As a surgeon I look at my profession and see that decisions are often being made based on dogma, past experiences, and training.
Are we asking ourselves, what do I know is right? Or what do I know as right and how can I make it better?
Learn more, know less.
I came across this reading an interview with Tim Ferris in Tribe of Mentors and I thought to myself, that’s a life lesson, that’s a life guide. It breaks down the longer more popular idiom from the American Philosopher Nicholas Butler who commented “An expert is one who knows more and more about less and less until he knows absolutely everything about nothing.”
How is this helpful as a surgeon?
As surgeons we should be constantly asking ourselves if the operation we’re going to do is not only the best decision for the patient but is the technique we’re about to use the best technique to achieve that particular goal.
Take cholecystectomy (an operation to remove the gallbladder).
Decades ago this was a morbid open procedure with a significant hospital stay. Surgical technique evolved to our current approach which is laparoscopic and it is supported by countless articles demonstrating less morbidity, less pain, less hospital stay, earlier return to function and the list goes on.

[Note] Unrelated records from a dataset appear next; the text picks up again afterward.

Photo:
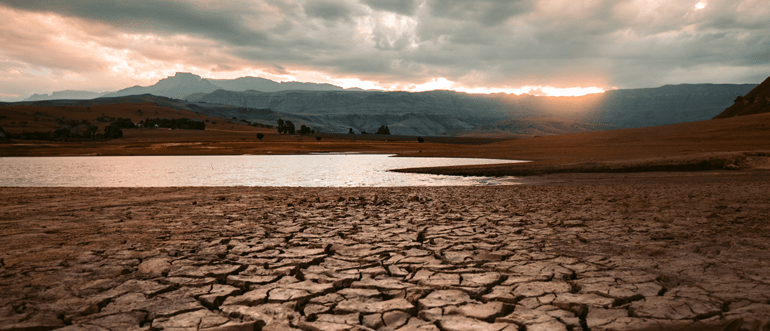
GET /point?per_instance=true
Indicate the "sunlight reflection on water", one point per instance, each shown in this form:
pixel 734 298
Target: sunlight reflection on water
pixel 320 170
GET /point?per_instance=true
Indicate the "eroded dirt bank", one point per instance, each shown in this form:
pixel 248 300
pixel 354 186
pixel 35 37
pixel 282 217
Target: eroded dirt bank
pixel 617 255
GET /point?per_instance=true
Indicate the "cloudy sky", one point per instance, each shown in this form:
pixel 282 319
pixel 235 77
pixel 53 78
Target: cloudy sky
pixel 542 46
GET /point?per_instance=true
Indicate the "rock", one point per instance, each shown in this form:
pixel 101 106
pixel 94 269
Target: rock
pixel 267 314
pixel 351 306
pixel 676 309
pixel 536 289
pixel 598 316
pixel 201 320
pixel 500 293
pixel 40 321
pixel 119 321
pixel 218 295
pixel 251 298
pixel 481 279
pixel 155 267
pixel 462 323
pixel 245 282
pixel 431 315
pixel 311 310
pixel 220 271
pixel 185 281
pixel 416 324
pixel 373 321
pixel 146 287
pixel 579 303
pixel 351 319
pixel 443 298
pixel 485 312
pixel 395 319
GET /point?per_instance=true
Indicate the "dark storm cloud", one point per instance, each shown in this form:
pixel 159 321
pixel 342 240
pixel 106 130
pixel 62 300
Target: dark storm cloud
pixel 484 12
pixel 490 43
pixel 157 16
pixel 403 7
pixel 328 10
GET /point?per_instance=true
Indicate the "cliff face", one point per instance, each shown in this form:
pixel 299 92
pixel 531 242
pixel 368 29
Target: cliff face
pixel 755 102
pixel 447 112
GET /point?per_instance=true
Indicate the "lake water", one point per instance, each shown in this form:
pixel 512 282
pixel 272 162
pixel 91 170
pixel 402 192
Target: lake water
pixel 325 170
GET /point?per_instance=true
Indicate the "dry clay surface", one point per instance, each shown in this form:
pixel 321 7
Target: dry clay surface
pixel 644 256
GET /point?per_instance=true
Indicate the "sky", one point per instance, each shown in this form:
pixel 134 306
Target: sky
pixel 541 47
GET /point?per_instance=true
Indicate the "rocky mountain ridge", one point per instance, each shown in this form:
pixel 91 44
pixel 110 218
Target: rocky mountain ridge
pixel 757 101
pixel 455 113
pixel 183 84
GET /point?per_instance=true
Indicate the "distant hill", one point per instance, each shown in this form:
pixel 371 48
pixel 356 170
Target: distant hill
pixel 177 87
pixel 65 95
pixel 454 113
pixel 757 101
pixel 266 85
pixel 331 108
pixel 182 85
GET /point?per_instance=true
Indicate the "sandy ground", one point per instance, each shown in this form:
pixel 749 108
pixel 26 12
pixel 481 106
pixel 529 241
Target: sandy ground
pixel 578 252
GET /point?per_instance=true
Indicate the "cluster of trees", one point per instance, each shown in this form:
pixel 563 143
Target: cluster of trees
pixel 83 131
pixel 286 127
pixel 381 130
pixel 114 130
pixel 174 123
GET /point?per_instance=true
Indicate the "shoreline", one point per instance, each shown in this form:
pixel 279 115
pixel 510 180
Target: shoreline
pixel 620 252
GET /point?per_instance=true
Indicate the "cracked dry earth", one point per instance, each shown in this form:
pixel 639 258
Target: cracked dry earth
pixel 690 256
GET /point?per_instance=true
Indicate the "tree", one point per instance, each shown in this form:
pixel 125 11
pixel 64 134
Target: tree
pixel 91 131
pixel 113 131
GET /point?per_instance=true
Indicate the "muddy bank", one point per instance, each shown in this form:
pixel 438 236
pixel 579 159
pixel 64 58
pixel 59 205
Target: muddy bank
pixel 755 160
pixel 625 254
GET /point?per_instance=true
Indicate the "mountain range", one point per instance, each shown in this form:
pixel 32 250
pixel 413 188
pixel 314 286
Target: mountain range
pixel 183 84
pixel 757 101
pixel 330 108
pixel 455 113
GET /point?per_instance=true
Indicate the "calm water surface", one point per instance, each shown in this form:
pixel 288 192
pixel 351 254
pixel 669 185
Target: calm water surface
pixel 326 170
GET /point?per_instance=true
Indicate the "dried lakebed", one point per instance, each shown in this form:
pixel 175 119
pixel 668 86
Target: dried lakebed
pixel 686 256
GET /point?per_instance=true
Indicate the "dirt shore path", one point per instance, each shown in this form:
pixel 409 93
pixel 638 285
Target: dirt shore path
pixel 622 253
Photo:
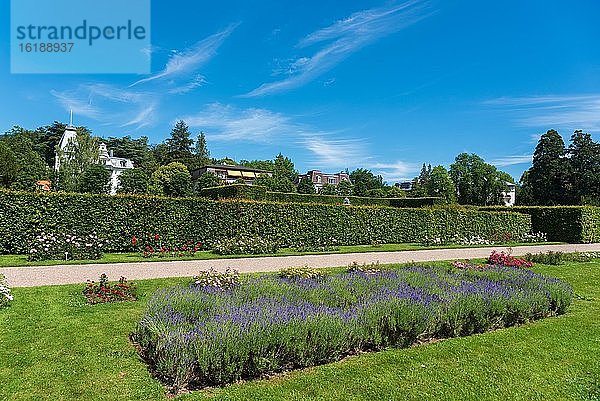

While cholecystectomy is the poster child, the same can be said for countless other operations across all surgical specialties from general and pediatric surgery to orthopedic, plastic, vascular, cardiac and others.
What I find interesting is not the before or the after but the in between.
In the famous book about change, Crossing the Chasm by Geoffrey Moore he presents the idea of behavior change related to different groups of people. There are the innovators and the early adopters who are responsible for paradigm shifts but then there is a big gap to reach the early majority.
That shift is the chasm, that shift is before the momentum and the research and the support has proven the superiority of a particular decision. Surgery is an excellent example of behavior change.
When it came to cholecystectomy, who were the early adopters, who were the innovators, and who now are the laggards?
While laparoscopic cholecystectomy is a great example of this in surgery it’s important to step back and see the pattern. What we “know” from our training as the best approach may not necessarily be the best approach or the best decision now. The pace of that change may take decades it may take years or it can be on a much more rapid timeline.
What are you learning now as “the best approach” and how could that change?
How are you putting yourself in a position to question, to improve, to learn?
Do you abhor change or do you welcome it?
Learn more, know less.
It’s not easy but I challenge you to take this approach to your life, your health, your marriage, parenting, the operating room, your studies, your friendships. Be humble, be inquisitive, invite change.